Excerpt From: Daphne Oz. “The Happy Cook.” Apple Books.

I go insane for this delectable combo of sweet potato and pecans made bright with fresh cherries, crisp crumbled cauliflower, parsley, and lime. This is my kind of rich, abundant healthy eating: a glorious pile of colors and flavors that leaves my body full and fueled and my mouth extremely happy.

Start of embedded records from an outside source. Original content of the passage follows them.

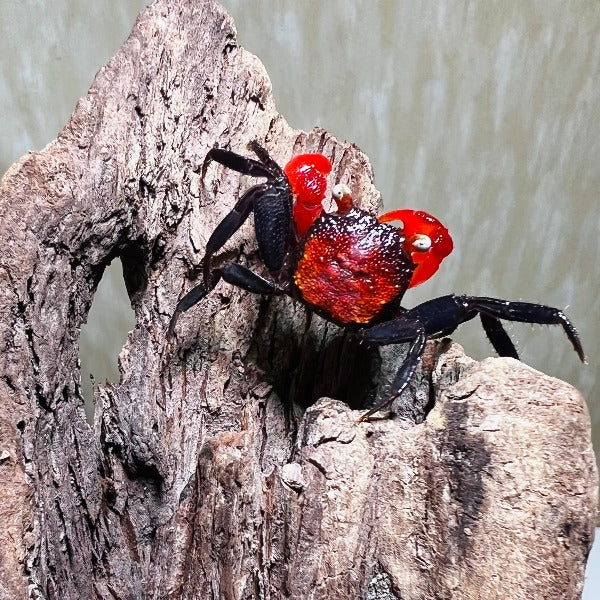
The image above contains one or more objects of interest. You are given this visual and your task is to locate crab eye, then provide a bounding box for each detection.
[411,233,431,252]
[331,183,350,201]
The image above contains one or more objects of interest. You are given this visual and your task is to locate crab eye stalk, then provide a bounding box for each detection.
[379,210,454,287]
[283,154,331,236]
[407,233,431,252]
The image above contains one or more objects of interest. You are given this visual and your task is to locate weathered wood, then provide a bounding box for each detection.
[0,0,597,600]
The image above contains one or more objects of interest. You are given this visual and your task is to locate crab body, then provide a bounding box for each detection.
[293,208,415,325]
[167,142,585,419]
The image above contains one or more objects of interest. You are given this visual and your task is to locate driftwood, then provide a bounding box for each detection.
[0,0,597,600]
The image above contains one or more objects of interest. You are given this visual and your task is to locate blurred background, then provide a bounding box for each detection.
[0,0,600,600]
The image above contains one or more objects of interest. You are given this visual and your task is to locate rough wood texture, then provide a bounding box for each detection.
[0,0,597,600]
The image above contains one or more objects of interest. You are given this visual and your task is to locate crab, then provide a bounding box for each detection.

⅓ cup pecan pieces, roughly chopped
2 sweet potatoes, quartered lengthwise, or 1¼ pounds winter squash, sliced into ½-inch-thick pieces (kabocha, delicata, and pumpkin work well)
3 tablespoons extra-virgin olive oil
1½ teaspoons kosher salt
¼ teaspoon crushed chile flakes
1 cup finely chopped cauliflower florets
¼ cup finely chopped fresh flat-leaf parsley (leaves and stems)
½ small shallot, minced
Zest and juice of ½ lime
½ cup fresh Bing cherries (though Rainier are gorgeous when they’re in season!), halved and pitted, or ¼ cup dried cherries
½ cup crumbled goat cheese (optional)
Flaky sea salt

Preheat the oven to 375°F.

Place the pecans on a rimmed baking sheet and toast until fragrant and golden brown, 7 to 8 minutes. Transfer to a plate and set aside.

Place the sweet potatoes or squash on the baking sheet and drizzle with 1 tablespoon of the oil. Sprinkle with 1 teaspoon of the kosher salt and the chile flakes and roast for 30 to 35 minutes, until browned and tender, turning the potatoes or squash midway through cooking. Transfer them to a platter.

Place the pecans in a medium bowl. Stir in the cauliflower, parsley, shallot, lime zest, lime juice, and the remaining 2 tablespoons oil and ½ teaspoon kosher salt.

Serve the pecan mix over the sweet potatoes and sprinkle with the cherries, goat cheese (if using), and flaky sea salt.